Recent findings found that the database ClinicalTrials.gov does not require sponsors to disclose costs to patients, reported California Healthline. The site is run by the National Institutes of Health, and is the most comprehensive database open to the public in the United States that lists more than 210,000 clinical studies here and abroad. Despite this, the site has limitations, such as not requiring trial sponsors to disclose charges to patients and not independently vetting the listings. Ethicists and other experts argue that the sites failure to disclose charges by trial sponsors is misleading to consumers, and provides a marketing platform for so-called pay-to-play research. “Most people don’t realize that creeping into that database are some trials whose main goal is to generate profit,” Paul Knoepfler, associate professor at the University of California, Davis, School of Medicine, said in the report.
For the second time in 7 years, a panel of medical experts on the US Preventive Services Task Force concluded there is not enough evidence that full-body visual screenings for skin cancer are beneficial enough to patients to recommend them as a preventive service. According to Kaiser Health News, the task force conducted a systematic review of 13 studies in order to examine the ability of screenings to reduce melanoma-caused death, possible harms that result from biopsies, and whether the screening leads to earlier detection of skin cancer. Just as in 2009, the panel issued an ‘I’ rating to the exams, meaning there is insufficient evidence to assess the balance of harms and benefits. The rating has been met with support as well as concern and criticism.

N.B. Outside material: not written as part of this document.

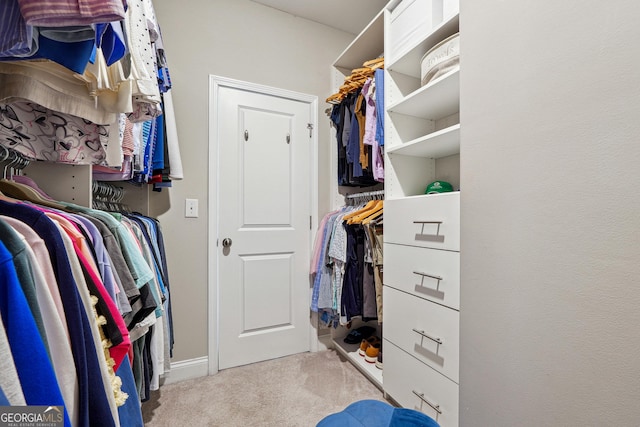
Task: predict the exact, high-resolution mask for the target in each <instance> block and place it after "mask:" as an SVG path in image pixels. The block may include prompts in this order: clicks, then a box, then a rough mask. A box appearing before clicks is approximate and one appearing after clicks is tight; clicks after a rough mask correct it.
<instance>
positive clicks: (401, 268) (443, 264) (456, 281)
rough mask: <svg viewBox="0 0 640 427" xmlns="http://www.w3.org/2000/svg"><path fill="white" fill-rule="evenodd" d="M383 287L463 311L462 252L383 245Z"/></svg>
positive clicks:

Two new studies suggest that physicians may eventually be able to screen individuals for Alzheimer’s disease using a smell test. In the study, researchers examined people in their 60s and 70s to take the University of Pennsylvania Smell Identification Test (UPSIT). According to NPR, the test involves a set of cards that each have a scratch-and-sniff test on it, and feature familiar odors such as cinnamon, chocolate, coffee, and licorice. The findings released at the recent International Alzheimer’s meeting showed that in both studies, those who did poorly on the test were more likely to already have, or go on to develop, thinking and memory problems.